In: Finance
When a company uses financial leveraging, are the investors using their own money?
The Straight answer is NO.
In simple words using financial leverage means using borrowed money to control a greater amount of assets.
With financial leverage there will be an increase in the value of the assets that will result in a larger gain on the owner's cash, when the loan interest rate is less than the rate of increase in the asset's value.
Examples of Financial Leverage
Mary uses $500,000 of her cash to purchase 40 acres of land with a
total cost of $500,000. Mary is not using financial leverage.
Sue uses $500,000 of her cash and borrows $1,000,000 to purchase 120 acres of land having a total cost of $1,500,000. Sue is using financial leverage to own/control $1,500,000 of property with only $500,000 of her own money.

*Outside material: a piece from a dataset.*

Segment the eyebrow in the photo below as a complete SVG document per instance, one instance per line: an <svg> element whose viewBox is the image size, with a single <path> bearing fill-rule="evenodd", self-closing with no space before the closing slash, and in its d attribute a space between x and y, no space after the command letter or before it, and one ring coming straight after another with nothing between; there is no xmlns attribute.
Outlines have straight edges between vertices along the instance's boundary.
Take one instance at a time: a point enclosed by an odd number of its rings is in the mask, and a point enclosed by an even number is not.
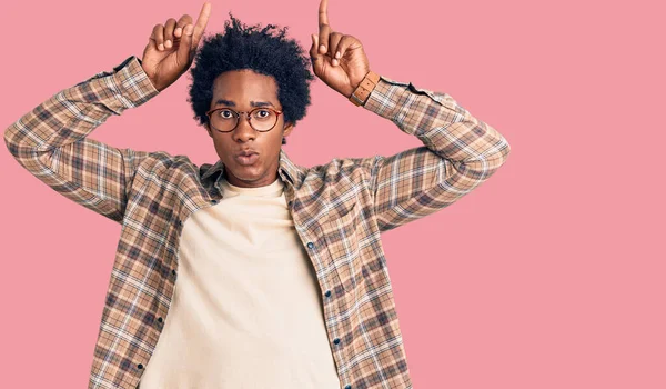
<svg viewBox="0 0 666 389"><path fill-rule="evenodd" d="M271 106L271 107L275 108L275 106L273 106L273 103L270 102L270 101L250 101L250 104L252 107L266 107L266 106ZM218 101L215 101L215 106L235 107L235 102L233 102L231 100L219 99Z"/></svg>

Let's also assume that the interest on Sue's loan is $50,000 per year and it is paid at the beginning of each year.
Effects of Using Financial Leverage
For our examples let's assume that after one year, the land owned
by Mary and the land owned by Sue increased in value by 20% and
both Mary and Sue sold their land investments at the market values.
As a result:
Mary's land will sell for $600,000 which results in a gain of
$100,000 (selling price of $600,000 minus the land's cost of
$500,000). The $100,000 gain on Mary's cash of $500,000 results in
a gain of 20% on Mary's $100,000
Sue's land will sell for $1,800,000 which results in a gain of
$250,000 (selling price of $1,800,000 minus $1,550,000, which is
the land's cost of $1,500,000 and interest of $50,000). The
$250,000 gain on Sue's $550,000 of cash is a gain of 45% instead of
a gain of 20% without the use of leverage
Now let's assume that after one year, the land owned by Mary and
and the land owned by Sue decreased in value by 20% and that both
Mary and Sue sold their land investments at the market values. As a
result:
Mary's land will sell for $400,000 which means a $100,000 loss
on the land's cost of $500,000. The $100,000 loss on Mary's cash of
$500,000 results in a 20% loss on Mary's money
Sue's land will sell for $1,200,000 which results in a loss of
$350,000 (selling price of $1,200,000 minus the land's cost of
$1,500,000 and interest of $50,000). The $350,000 loss on Sue's
cash of $550,000 results in a 63.6% loss on Sue's money instead of
a loss of 20% without the use of leverage.